Question

Two concentric, hollow spherical shells have radii R1 = 5 cm and R2 = 10 cm. The smaller sphere has a charge of Q distributed uniformly over its surface, while the larger sphere has an opposite charge –Q. Let Q = 7.0 µC. Find the electric field the following distances from the centers of the spheres; give the directions as well, indicating either "away from the center" or "toward the center" (unless the field is zero).a. 2.5 cm from the centersb. 7.5 cm from the centersc. 12.5 cm from the centers

Answer 1

a. E = 0.

b.
`E = 1.29* 10^7~{\rm N/C~away~from~the~center.}`

c. E = 0.

Step-by-step explanation:

We will apply Gauss' Law to find the electric field at the given location. We will draw an imaginary spherical shell with radius 'r'. The electric field through the surface of the shell will be equal to the total charge enclosed by this imaginary surface.

Gauss' Law:

`\int\vec{E}d\vec{a} = (Q_(\rm enc))/(\epsilon_0)`

a. r = 2.5 cm (inside the smaller shell)

`E4\pi r^2 = (Q_(enc))/(\epsilon_0) = 0`

Since there is no charge inside the spheres, the electric field in that region is equal to zero.

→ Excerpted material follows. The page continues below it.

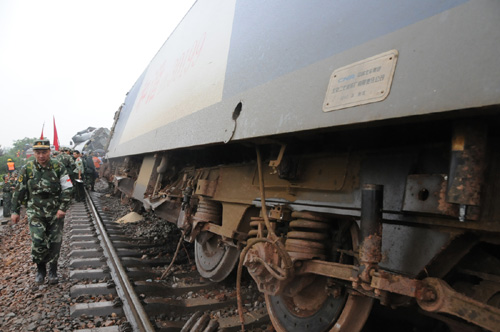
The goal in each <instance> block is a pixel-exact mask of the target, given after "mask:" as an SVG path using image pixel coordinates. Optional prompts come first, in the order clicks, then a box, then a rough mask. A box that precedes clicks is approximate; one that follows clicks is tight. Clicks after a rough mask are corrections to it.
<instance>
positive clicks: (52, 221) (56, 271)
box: [11, 139, 73, 284]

b. r = 7.5 cm (between the shells)

`E4\pi r^2 = (Q_1)/(\epsilon_0)\\E = (1)/(4\pi\epsilon_0)(7* 10^(-6))/((7.5* 10^(-2))^2) = 1.29* 10^7~N/C`

Since the charge of the inner surface is positive, the electric field is away from the center.

c. r = 12.5 cm (outside the shells)

Since the total charge of two shells are equal to zero, the electric field outside the shells is zero as well.